Despite litigants' and bar groups' valiant efforts to expand common interest doctrine protection to transactional settings, most courts limit that doctrine's protection to ongoing or anticipated litigation contexts. However, every now and then a court takes an expansive view.

In Eagle Forum v. Phyllis Schlafly's American Eagles, Case No. 3:16-cv-946-DRH-RJD, 2018 U.S. Dist. LEXIS 16618 (S.D. Ill. Feb. 1, 2018), the court addressed common interest doctrine protection for communications related to an ongoing trademark infringement action. Despite the litigation setting, the court explained that "[i]t is well settled that communications need not be made in anticipation of litigation to fall within the common interest doctrine" (citing a 2007 Seventh Circuit case). However, the court still rejected the doctrine's applicability to the communications at issue, holding that: (1) "for the doctrine to apply, the person with whom the privileged information is shared must have an identical – not merely similar – legal interest in the subject matter of the communication"; and (2) the communications "must be made in the course of furthering the ongoing, common enterprise" rather than just amounting to a "shared rooting interest in the successful outcome of a case" in which the participants simply favor one side rather than cooperate in a common legal strategy. Id. at *9. A few weeks later, the district court upheld the magistrate judge's "identical" interest analysis and conclusion – although the court did not address the magistrate judge's dicta about the common interest doctrine's application in non-litigation contexts. Case No. 16-0946-DRH, 2018 U.S. Dist. LEXIS 36393 (S.D. Ill. Mar. 6, 2018).

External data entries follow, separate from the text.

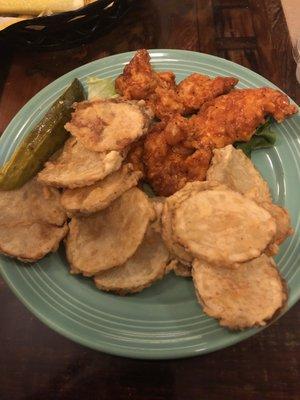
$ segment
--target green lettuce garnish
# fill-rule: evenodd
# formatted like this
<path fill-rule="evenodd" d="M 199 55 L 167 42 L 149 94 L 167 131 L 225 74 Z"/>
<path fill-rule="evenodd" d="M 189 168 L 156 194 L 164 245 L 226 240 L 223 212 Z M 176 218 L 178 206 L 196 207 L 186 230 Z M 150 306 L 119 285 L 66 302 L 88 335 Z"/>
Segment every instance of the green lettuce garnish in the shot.
<path fill-rule="evenodd" d="M 149 183 L 142 182 L 141 189 L 145 192 L 149 197 L 155 197 L 155 193 Z"/>
<path fill-rule="evenodd" d="M 260 125 L 248 142 L 235 142 L 234 147 L 241 149 L 247 157 L 251 158 L 251 152 L 257 149 L 273 147 L 276 142 L 276 133 L 271 129 L 272 119 Z"/>
<path fill-rule="evenodd" d="M 113 78 L 97 78 L 91 76 L 87 79 L 88 100 L 94 98 L 109 99 L 116 97 L 115 80 Z"/>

Litigants relying on the common interest doctrine must continue to be very wary of assuming that they can contractually avoid the waiver implications of disclosing privileged communications to third parties. Many – if not the majority of – cases reject the doctrine's applicability, by which time the participants have already waived their privilege protection by optimistically but erroneously relying on a common interest agreement or the doctrine to avoid a waiver.